Rio est une ville d'où se dégagent tant de contrastes entre le Vieux et le Nouveau Monde. Dix millions d'habitants, ville riche et pauvre à la fois, ce pays vit d'extrêmes. Rio de Janeiro, ou " fleuve de janvier ", doit son nom à ses premiers explorateurs européens qui en découvrant le premier janvier 1502 la superbe Baie de Guanabara pensaient avoir trouvé l'embouchure d' un grand fleuve. Rio conserve d'une part de nombreux témoignages de son passé, architectures du XVIème et XIXème siècle, mais aussi fait preuve d'une architecture très moderne, voire futuriste dans certains quartiers d'affaires. Nous sommes frappées par les contrastes de quartiers. Après avoir parcouru le dédale des gratte-ciel, les luxueux quartiers résidentiels et commerçants d'Ipanema et de Copacabana, nous nous confrontons soudain à la misère des favelas. Tout s'oppose et va pourtant si bien ensemble.

Nous visitons ses lieux les plus illustres, le " Corcovado ", le " Pain de Sucre ", sans oublier le Stade de Rio, le plus grand stade du Monde, une véritable fierté pour tous les brésiliens. Au sommet du Corcovado, à 706 mètres d'altitude, nous découvrons une immense statue, un Christ rédempteur, bras en croix. L'œuvre est du sculpteur français Paul Landowsky. Ce Christ surmonte toute la ville et les montagnes luxuriantes qui la sertissent. Nous choisissons le " Corcovado ", symbole de Rio, pour capter des images avec les robes de la Paix. Nous nous habillons au pied du Christ rédempteur, sous le regard indiscret, mais surtout étonné des touristes. Hilaire se fait pour l'occasion caméraman… Un grand moment, et rires aux éclats…

Nous nous rendons ensuite au " Pain de Sucre ". Tout aussi imposant, ce pic rocheux de 395 mètres laisse découvrir des panoramas de toute beauté, les plages de Copacabana, Ipanema, Leblon, le fameux et superbe lagon Rodrigo do Freitas, les quartiers de Botafogo, Flamengo et le Corcovado… Tout autour du Corcovado s'étend la forêt de Tijuca qui s'avance presque jusqu'au cœur même de la ville. Les Indiens appelaient autrefois le " Pain de Sucre " " Pau-nd-Acuqua ", c'est-à-dire "haut promontoire pointu et isolé". Pour les Portugais conquistadors, cela sonnait comme " Pão de açúcar ", le pic lui-même leur rappelait la forme des moules d'argile utilisés pour cuire les pains de sucre.
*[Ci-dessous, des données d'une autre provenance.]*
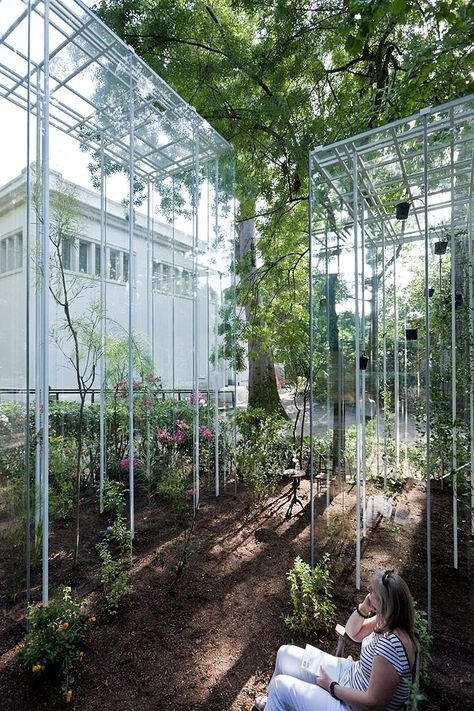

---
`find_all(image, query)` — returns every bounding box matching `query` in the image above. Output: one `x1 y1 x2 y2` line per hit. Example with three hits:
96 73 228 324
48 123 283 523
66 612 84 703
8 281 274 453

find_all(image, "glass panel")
79 240 90 274
0 0 236 624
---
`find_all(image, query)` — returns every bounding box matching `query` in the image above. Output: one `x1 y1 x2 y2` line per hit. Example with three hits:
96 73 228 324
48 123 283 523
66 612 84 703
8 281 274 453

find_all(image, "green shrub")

Le nom " Pain de sucre " est alors resté.

Comment quitter Rio, sans connaître les fameuses plages de Copacabana et d'Ipanema ? Est-ce vrai que la baie de Rio est l'une des sept plus belles baies du Monde, si réputée pour y fêter le réveillon du Nouvel An ? Longeant le cœur même de la métropole, nous comprenons que ses longues étendues de sable blanc et le dynamisme de la ville, attirent chaque année autant de touristes. Mais à notre goût, nous préférons les plages où il est facile de trouver une place pour étendre sa serviette sans les cris des nombreux vendeurs de glaces et de boissons ! ! !

Déjà, nous devons rejoindre l'avion pour Santiago du Chili… Sacs à dos sur les épaules, nous repartons vers de nouvelles destinations pour de nouvelles rencontres de couturiers, d'associations, de médias…, pour de nouveaux décors, pour tout ce qui fait que ce Tour du Monde est chaque jour une riche expérience.